High brightness and vibronic luminescent behavior of YAG:Mn4+/Ca2+ red phosphor for preparing phosphor-in-glass in white LED

Abstract

Developing red-phosphors with outstanding chemical and luminescent stability is essential for fabricating phosphor-in-glass (PiG) for the next-generation solid-state lighting source because the currently commercial silica red phosphor easily suffers from corrosion by glass melt. Herein, we report the discovery of an enhanced red-emitting aluminate phosphor of Mn⁴⁺/Ca²⁺ co-doped YAG (YAGMC) using a full-solution combustion approach.
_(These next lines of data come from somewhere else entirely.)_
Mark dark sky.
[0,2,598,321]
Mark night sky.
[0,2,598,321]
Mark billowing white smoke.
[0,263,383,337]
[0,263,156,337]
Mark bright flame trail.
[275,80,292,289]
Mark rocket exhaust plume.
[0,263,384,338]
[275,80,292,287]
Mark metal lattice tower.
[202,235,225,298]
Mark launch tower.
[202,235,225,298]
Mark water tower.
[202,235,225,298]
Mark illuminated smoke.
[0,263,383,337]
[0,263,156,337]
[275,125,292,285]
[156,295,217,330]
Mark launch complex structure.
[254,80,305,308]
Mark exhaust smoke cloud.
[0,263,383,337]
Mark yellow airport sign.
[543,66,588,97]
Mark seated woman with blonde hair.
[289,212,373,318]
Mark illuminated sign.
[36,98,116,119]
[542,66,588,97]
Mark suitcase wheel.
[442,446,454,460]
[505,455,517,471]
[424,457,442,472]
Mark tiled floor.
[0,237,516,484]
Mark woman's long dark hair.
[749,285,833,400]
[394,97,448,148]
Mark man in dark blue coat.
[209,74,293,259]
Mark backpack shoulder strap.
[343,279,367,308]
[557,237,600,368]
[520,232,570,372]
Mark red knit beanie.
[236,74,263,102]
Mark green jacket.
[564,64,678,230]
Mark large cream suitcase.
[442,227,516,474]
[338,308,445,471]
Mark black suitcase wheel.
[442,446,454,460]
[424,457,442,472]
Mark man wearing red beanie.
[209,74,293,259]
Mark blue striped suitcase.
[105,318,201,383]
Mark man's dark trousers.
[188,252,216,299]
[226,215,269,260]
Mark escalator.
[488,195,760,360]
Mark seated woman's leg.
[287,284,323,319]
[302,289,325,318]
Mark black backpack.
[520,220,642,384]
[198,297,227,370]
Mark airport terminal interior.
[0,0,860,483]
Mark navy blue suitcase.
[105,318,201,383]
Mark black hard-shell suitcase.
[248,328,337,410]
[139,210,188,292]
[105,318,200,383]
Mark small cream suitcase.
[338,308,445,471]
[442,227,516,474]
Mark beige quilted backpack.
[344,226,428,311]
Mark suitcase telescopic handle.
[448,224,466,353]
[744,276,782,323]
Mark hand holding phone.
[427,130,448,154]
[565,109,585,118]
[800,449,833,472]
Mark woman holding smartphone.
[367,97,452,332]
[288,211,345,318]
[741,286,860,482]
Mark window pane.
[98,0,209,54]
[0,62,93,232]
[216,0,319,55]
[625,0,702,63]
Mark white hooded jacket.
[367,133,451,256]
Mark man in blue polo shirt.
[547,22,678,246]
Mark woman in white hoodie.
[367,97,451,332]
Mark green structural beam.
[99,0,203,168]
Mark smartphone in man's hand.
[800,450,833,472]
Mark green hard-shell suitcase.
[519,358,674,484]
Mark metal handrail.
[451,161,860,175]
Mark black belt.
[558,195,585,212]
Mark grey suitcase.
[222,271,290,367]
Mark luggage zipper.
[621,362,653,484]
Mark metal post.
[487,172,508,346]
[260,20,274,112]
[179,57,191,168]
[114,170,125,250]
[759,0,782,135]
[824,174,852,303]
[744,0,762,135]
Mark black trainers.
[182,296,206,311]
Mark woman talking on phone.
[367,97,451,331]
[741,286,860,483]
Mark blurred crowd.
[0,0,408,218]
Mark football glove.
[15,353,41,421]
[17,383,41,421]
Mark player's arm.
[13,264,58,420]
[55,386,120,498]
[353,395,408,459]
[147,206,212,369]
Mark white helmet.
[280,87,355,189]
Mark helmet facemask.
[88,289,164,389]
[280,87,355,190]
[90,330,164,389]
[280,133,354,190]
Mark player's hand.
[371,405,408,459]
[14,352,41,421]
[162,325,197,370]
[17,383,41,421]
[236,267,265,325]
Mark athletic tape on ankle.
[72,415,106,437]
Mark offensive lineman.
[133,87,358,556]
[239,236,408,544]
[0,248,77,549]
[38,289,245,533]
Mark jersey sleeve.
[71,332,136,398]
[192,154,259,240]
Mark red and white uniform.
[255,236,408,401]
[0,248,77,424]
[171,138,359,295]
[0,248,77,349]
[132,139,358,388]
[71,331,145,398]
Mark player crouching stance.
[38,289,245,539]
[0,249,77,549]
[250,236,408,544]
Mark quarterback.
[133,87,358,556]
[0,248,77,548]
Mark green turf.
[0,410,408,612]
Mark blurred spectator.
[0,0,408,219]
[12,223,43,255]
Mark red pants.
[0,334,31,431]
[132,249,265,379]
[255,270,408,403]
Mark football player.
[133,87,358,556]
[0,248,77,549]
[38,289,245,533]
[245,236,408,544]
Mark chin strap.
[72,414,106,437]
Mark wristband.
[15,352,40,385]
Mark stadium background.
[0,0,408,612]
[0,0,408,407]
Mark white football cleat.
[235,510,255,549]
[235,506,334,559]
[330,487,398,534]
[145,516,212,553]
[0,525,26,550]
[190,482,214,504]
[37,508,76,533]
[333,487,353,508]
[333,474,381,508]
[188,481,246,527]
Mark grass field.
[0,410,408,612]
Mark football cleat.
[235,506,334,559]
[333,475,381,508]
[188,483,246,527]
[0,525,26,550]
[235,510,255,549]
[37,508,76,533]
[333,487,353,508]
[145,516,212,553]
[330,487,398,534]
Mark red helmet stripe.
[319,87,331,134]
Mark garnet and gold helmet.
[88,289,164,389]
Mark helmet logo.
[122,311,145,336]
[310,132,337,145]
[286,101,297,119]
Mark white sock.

This phosphor exhibits two broad excitation bands with an optimum doping level of only 0.2 at%. Under 470 nm light excitation, the emission intensity of YAGMC is greatly enhanced by 7 times compared with that of phosphor without Ca²⁺. Both Stokes and anti-Stokes bands are identified as originating from the same luminescence dynamic process. By performing a theoretical simulation, the predominant phonon in the vibronic process is determined to be 25 meV in energy. Temperature-dependent PL spectra exhibit excellent thermal stability at T < 260 K, while a serious thermal quenching phenomenon occurs at high temperatures. Finally, the YAGMC-based PiG is fabricated for constructing an LED device, and the measured results reveal a significant effect of PiG on luminous performance. From both experimental and theoretical viewpoints, our study demonstrates an efficient approach to enhancing red emission by a co-doping approach and provides a deep insight into the internal photophysical mechanism for YAGMC red phosphor.